8 de junio 2016
Por: Marcela Turati

El sabroso voto de castigo

Hubo un tiempo en mi adolescencia que me divertía construyendo la democracia. En los semáforos ponía engomados electorales a los autos simpatizantes, cantaba con devoción el himno de mi partido, vestía combinando sus colores, aprendía sobre resistencia civil por si venían los tanques y pasaban sobre nuestros cuerpos por defender el voto, y visitaba campamentos de entonces héroes en huelga de hambre. Recuerdo que me sacaron de uno por comer un sabroso elote frente al Gandhi mexicano.

Como todos a mi alrededor, grité contra el fraude electoral, hacía la V de la victoria con los dedos, perseguía a silbatazos a tiranos y cantaba oronda y divertida que “sacaremos a ese buey de la barranca…”. En solidaridad dejé de ver los noticieros de Televisa (aunque no las telenovelas). Esa fue mi forma de construir la democracia, esa utopía.
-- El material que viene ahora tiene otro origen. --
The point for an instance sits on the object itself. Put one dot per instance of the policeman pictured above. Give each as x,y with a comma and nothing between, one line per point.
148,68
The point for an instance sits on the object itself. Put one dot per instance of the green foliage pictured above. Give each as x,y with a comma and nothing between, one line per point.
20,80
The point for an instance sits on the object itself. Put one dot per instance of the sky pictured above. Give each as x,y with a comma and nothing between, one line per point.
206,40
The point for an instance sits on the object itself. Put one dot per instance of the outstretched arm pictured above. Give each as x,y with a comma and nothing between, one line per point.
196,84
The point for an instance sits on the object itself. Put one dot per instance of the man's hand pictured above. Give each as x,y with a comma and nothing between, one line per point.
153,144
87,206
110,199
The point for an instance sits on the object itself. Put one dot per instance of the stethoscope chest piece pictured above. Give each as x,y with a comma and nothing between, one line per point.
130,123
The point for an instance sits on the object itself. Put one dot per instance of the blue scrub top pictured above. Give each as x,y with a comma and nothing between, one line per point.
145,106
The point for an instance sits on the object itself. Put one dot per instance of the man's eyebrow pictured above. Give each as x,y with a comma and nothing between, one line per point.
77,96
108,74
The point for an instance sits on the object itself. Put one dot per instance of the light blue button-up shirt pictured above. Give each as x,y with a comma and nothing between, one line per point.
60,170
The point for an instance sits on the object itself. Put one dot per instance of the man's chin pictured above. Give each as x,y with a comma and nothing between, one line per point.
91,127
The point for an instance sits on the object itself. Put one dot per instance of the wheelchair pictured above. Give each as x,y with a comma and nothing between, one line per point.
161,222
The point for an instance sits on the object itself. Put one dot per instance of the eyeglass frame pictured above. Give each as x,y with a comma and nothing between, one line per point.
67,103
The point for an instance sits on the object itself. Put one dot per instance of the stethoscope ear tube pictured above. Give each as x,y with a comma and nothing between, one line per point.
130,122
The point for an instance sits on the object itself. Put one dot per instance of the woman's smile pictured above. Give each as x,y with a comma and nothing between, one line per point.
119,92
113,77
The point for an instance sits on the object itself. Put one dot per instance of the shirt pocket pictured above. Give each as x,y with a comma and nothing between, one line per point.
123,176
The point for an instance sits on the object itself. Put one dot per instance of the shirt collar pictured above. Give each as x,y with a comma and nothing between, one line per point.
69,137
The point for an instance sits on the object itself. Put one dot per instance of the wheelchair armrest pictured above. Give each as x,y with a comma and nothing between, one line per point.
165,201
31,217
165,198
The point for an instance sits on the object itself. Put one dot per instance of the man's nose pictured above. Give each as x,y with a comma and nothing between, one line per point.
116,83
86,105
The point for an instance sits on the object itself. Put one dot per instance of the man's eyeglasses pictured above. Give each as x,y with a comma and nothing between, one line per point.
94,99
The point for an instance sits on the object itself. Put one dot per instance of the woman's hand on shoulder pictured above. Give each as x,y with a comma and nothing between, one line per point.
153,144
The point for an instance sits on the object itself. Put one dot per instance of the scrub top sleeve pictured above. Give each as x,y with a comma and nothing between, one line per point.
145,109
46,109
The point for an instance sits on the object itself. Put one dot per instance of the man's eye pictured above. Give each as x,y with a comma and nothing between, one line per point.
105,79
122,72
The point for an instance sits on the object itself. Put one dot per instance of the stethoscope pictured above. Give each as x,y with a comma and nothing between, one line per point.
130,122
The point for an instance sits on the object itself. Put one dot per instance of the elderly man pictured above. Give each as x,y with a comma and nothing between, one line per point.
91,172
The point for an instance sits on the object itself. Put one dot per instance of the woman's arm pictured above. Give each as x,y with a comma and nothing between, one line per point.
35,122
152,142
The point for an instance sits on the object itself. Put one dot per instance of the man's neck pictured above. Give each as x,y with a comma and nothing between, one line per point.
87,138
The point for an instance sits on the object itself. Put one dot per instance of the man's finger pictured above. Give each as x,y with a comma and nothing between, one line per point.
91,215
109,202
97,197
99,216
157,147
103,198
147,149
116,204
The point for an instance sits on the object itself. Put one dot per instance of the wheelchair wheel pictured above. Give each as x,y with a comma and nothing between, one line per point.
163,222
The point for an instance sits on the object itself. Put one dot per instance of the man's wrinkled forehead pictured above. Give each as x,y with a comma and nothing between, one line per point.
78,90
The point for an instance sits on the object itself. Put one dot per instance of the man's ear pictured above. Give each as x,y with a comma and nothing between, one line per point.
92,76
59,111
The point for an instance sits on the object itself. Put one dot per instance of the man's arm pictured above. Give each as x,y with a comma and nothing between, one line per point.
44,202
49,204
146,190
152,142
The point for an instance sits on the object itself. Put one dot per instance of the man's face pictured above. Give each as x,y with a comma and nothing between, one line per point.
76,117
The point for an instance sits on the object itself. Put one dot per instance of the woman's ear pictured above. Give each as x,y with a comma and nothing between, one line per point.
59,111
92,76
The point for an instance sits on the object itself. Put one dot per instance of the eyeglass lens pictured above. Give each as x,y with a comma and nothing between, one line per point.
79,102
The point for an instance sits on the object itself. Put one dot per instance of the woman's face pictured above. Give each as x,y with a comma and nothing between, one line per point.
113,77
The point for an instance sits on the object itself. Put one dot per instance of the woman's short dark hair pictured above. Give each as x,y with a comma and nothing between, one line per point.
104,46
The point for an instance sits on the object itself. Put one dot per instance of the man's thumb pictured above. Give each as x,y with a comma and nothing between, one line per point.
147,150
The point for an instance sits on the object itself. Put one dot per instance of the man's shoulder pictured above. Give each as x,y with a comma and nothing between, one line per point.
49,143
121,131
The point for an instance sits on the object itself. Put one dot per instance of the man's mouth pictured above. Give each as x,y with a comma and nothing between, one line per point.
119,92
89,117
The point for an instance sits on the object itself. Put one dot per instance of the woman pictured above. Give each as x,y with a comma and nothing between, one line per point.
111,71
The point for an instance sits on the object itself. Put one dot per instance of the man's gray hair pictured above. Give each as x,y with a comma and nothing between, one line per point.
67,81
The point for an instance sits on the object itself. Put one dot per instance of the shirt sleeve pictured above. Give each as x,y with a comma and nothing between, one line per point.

Cuando ésta por fin llegó (primero en ensayos locales, luego a nivel presidencial), probé el sabor amargo de la desilusión.

Porque los de la transición resultaron ser de continuidad. No desmantelaron estructuras corporativas de voto, siguieron castigando a la prensa rebelde y crítica, no tocaron el pelo a los corruptos expertos en ordeñar el presupuesto y tampoco investigaron los crímenes del pasado autoritario.

Las elbaester, romerosdeschamps, acostaschaparros, los echeverrías siguieron circulando como si nada.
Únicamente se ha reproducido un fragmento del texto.